Realtime Data Warehouse Challenges - Part 1

In a previous part of my notes on Realtime Data Warehousing I mentioned some of the challenges of reducing latency. The piece picked up quite a few comments - to which I say thanks to all that posted responses. One of the comments from Matt Hosking mentioned some of the points I was to raise in this posting.

If you ask someone on the outside of developing a (near) realtime data warehouse what the greatest challenge will be they probably would say "capturing the change" since they know we can already "do" data warehouses. I think that is wrong, capturing change is easy; the big problem is applying that change in a timely fashion to a data warehouse that also remains available for query. Adding relatively few rows of new fact to a table is trivial compared to the actions needed to validate, transform, apply keys, index, and publish the fact; and then think about the impact of merging that new fact into existing aggregate tables or materialized views. A lot of moving parts, a lot of challenge.
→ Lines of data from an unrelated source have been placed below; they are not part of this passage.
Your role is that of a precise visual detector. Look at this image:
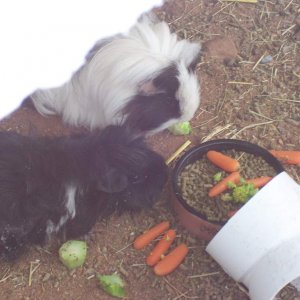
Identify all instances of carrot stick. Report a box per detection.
[269,150,300,165]
[246,176,272,188]
[207,150,240,172]
[208,171,241,197]
[153,243,189,276]
[133,221,170,250]
[146,229,176,266]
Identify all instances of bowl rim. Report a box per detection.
[171,138,285,225]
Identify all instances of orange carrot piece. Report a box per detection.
[246,176,272,188]
[133,221,170,250]
[269,150,300,165]
[208,172,241,197]
[207,150,240,172]
[153,243,189,276]
[146,229,176,266]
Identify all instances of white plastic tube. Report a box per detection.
[206,172,300,300]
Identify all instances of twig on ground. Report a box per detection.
[131,263,147,267]
[28,260,40,287]
[231,120,277,138]
[249,110,275,121]
[188,271,220,279]
[252,52,266,71]
[166,140,192,165]
[0,268,12,283]
[281,24,296,36]
[212,2,233,17]
[222,0,257,2]
[271,98,300,103]
[228,81,254,85]
[284,0,294,10]
[115,243,133,254]
[192,116,218,129]
[202,124,232,142]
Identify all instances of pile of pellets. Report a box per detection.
[177,150,277,222]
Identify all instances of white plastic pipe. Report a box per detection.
[206,172,300,300]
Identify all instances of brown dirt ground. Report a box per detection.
[0,1,299,299]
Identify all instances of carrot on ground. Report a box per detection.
[133,221,170,250]
[207,150,240,172]
[208,171,241,197]
[269,150,300,165]
[146,229,176,266]
[246,176,272,188]
[153,243,189,276]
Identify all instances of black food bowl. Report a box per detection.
[170,139,284,241]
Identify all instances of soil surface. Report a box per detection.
[0,1,299,299]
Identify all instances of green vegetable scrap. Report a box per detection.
[222,178,258,203]
[168,121,192,135]
[97,273,125,298]
[226,181,237,189]
[213,172,223,183]
[232,182,258,203]
[59,240,87,270]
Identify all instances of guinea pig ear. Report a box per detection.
[97,168,129,193]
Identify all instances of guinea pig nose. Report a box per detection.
[97,169,128,193]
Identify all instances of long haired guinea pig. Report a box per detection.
[30,16,201,136]
[0,125,167,260]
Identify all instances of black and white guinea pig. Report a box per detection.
[30,15,201,136]
[0,125,167,260]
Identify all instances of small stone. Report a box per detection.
[203,37,239,65]
[260,55,273,64]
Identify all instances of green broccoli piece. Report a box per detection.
[213,172,223,183]
[232,182,258,203]
[168,121,192,135]
[97,273,125,298]
[227,181,237,189]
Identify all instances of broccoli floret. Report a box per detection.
[232,182,258,203]
[227,181,237,189]
[168,121,192,135]
[213,172,223,183]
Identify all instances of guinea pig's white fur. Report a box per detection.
[31,16,201,135]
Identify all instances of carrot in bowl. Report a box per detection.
[208,171,241,197]
[153,243,189,276]
[146,229,176,266]
[133,221,170,250]
[246,176,272,188]
[269,150,300,165]
[207,150,240,172]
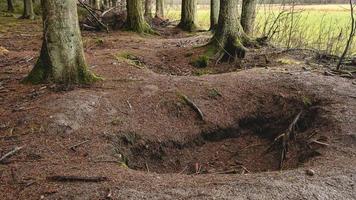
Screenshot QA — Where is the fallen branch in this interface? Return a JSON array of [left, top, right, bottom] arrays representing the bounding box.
[[47, 175, 108, 182], [0, 146, 23, 164], [78, 0, 109, 33], [180, 94, 204, 121]]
Realistically, we could populate an "atomic data store style" layer in realtime with what is in effect a versioned (timestamped, journalized or however you term it) replica of the source, a replica which is probably suited for realtime reporting but what we don't get are the features of a data warehouse that we come to expect in a traditional star schema DW. We possibly miss out on: data validation through the ETL process, data enrichment and derived measures, conformed dimensions, slowly changing dimensions (especially type 2 SCD) through surrogate keys. It may well be that you don't actually need a star model, after all one of the viable DW models for an Exadata warehouse is just that; a bunch of conventional tables joined on the natural business keys.
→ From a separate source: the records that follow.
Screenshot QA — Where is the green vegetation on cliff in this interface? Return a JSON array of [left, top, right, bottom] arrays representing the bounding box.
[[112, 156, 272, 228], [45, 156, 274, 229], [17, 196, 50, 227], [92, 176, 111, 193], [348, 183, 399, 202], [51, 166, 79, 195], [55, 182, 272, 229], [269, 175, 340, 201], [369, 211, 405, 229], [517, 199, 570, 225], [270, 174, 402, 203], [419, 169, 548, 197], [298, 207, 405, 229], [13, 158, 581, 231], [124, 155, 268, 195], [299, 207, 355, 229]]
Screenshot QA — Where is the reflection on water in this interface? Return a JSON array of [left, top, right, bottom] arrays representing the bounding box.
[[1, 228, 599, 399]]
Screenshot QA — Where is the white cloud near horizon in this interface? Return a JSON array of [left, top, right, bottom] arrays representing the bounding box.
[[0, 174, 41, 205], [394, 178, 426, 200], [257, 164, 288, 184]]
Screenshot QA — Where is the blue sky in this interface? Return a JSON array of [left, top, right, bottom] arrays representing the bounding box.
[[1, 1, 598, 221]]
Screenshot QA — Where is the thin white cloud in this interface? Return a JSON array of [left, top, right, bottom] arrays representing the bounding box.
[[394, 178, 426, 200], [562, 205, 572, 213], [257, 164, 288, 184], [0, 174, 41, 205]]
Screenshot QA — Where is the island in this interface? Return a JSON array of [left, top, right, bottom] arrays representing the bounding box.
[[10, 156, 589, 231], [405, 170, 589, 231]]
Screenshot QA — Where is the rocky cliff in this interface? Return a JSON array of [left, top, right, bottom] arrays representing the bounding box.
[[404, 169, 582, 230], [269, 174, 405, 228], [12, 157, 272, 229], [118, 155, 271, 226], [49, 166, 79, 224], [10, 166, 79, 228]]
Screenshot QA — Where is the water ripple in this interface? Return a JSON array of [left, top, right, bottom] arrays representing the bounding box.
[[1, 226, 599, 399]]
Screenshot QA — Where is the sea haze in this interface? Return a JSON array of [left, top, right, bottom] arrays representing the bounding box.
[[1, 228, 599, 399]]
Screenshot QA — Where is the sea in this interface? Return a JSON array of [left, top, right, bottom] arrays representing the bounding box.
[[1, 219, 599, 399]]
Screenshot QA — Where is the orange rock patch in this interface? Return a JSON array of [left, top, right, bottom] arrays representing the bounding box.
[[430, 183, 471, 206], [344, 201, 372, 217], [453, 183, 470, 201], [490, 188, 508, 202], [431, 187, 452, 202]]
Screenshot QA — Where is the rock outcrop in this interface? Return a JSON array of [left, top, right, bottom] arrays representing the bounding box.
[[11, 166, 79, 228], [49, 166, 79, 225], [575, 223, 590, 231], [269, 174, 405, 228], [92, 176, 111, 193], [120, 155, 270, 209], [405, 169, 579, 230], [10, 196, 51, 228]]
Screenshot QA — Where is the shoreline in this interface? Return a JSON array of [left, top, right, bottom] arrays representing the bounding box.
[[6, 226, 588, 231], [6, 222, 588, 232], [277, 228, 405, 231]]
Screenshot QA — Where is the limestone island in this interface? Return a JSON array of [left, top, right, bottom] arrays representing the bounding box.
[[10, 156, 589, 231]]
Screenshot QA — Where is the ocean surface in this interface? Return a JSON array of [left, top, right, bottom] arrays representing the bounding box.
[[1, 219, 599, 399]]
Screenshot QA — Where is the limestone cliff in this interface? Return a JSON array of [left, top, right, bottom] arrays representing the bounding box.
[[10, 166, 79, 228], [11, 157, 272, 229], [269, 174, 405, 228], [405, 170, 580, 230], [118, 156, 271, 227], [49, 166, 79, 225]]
Another point to consider is that it is quite unlikely that all of the fact domains in a data warehouse need to be realtime ones; for example data sourced from a supplier's EDI feed may arrive far less frequently than, say, sales transactions from the company's web-store. Obviously, if we have realtime feed of sales, we must ensure we have all of the dimensional (reference) data loaded before a new transaction arrives, or else develop robust ways to handle this. This is a situation where we need business knowledge; if a new customer can be created at time of purchase (as often is the case for a web sale) we will need a realtime customer feed along with the realtime sales feed, but for banks with strict money laundering regulations customers are registered way before transactions occur, so a timely load of customer is likely to be sufficient.

Not only is it unlikely that all data feeds to a data warehouse need be realtime, it quite likely for some "facts" that only some measures are realtime measures. Consider sales: we know the quantity and the price charged to the customer at the time of the sale, but we may well not know the cost of goods until the time the order is fulfilled.